The process of the bail system allows for unequal treatment of wealth classes in California. Additionally, it “violates the due process and equal protection clause of the U.S. Constitution,” Rodarmel said.
“Fixed bail schedules do not provide flexibility to consider factors about individual defendants who bail out when they are detained prior to appearing before a judge,” Rodarmel said.
The argument Herrera faces is that when jails retain individuals for minor acts committed, the state's citizens pay to feed, clothe and supply the minor a bed. Also, when individuals are kept in jail and cannot supply sufficient bail payments, the process can take a negative toll on their families.
In order for California to implement a remodeled bail system, there will have to be major reform elected by the citizens, Rodarmel said.
“Community involvement is the only way to ensure that we end up with meaningful reform and that we don’t unintentionally perpetuate or create other kinds of harm," Rodarmel said.
Other states such as New Jersey and California have moved away from the fixed bail scheduled system California currently uses and are progressing toward a bail system that has “made efforts to limit the commercial bail industry’s involvement in the process,” Rodarmel said.

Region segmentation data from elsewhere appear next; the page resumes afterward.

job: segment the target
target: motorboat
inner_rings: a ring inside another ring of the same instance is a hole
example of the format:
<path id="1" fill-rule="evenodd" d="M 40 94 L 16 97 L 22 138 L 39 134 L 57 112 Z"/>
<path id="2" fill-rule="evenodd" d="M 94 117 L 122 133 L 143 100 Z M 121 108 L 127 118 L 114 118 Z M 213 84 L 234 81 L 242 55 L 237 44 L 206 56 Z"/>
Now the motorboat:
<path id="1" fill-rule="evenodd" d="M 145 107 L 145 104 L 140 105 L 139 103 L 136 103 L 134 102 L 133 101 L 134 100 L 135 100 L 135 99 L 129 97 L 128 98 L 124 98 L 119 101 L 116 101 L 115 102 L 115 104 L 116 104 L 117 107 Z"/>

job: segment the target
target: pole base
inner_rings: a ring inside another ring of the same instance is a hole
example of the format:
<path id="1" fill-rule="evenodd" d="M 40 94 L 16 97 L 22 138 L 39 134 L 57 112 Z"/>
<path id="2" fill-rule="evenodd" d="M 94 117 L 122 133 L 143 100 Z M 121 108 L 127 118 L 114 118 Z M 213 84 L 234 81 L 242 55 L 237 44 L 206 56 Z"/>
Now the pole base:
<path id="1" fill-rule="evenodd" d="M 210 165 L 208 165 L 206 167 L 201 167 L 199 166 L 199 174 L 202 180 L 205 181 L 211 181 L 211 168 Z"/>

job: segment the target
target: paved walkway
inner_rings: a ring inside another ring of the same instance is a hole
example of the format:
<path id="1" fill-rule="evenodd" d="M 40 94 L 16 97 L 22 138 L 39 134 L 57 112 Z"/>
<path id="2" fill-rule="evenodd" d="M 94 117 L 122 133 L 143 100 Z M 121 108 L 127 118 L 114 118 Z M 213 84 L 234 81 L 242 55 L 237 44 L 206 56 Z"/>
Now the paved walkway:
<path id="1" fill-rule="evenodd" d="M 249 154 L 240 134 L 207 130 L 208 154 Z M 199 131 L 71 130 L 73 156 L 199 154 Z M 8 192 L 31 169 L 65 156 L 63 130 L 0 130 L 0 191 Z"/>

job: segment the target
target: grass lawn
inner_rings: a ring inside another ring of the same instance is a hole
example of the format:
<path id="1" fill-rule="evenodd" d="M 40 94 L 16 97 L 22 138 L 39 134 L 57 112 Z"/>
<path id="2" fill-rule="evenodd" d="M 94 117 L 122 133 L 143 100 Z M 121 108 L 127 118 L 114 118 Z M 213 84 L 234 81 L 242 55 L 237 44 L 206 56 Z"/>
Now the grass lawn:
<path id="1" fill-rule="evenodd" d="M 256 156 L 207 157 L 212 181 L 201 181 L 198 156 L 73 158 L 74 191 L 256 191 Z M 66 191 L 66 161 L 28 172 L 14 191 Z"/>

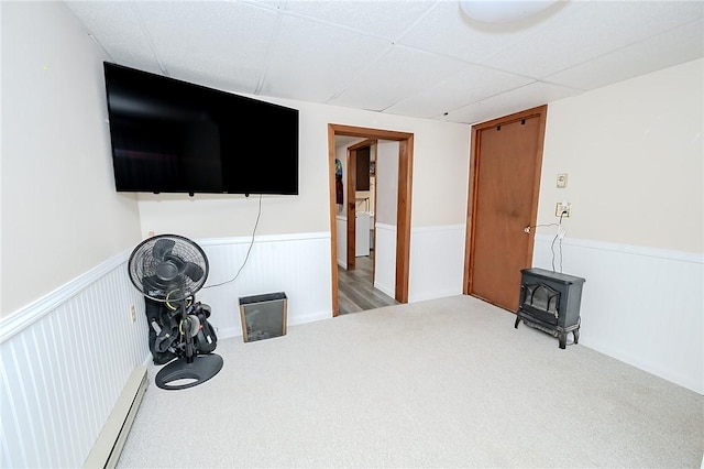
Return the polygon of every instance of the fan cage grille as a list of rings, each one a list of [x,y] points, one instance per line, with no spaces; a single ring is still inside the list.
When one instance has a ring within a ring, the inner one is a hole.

"It is important to note that these states have consulted with not only their citizens, but also bail companies and investors, as well, to decide the most effective way to go forward with this endeavor," Rodarmel said. "There are many other approaches to take in order to achieve an appropriate measure for this issue. Regardless of what shape reform takes, it is important to note that people from the communities most impacted by money bail and the commercial bail industry are consulted in the process."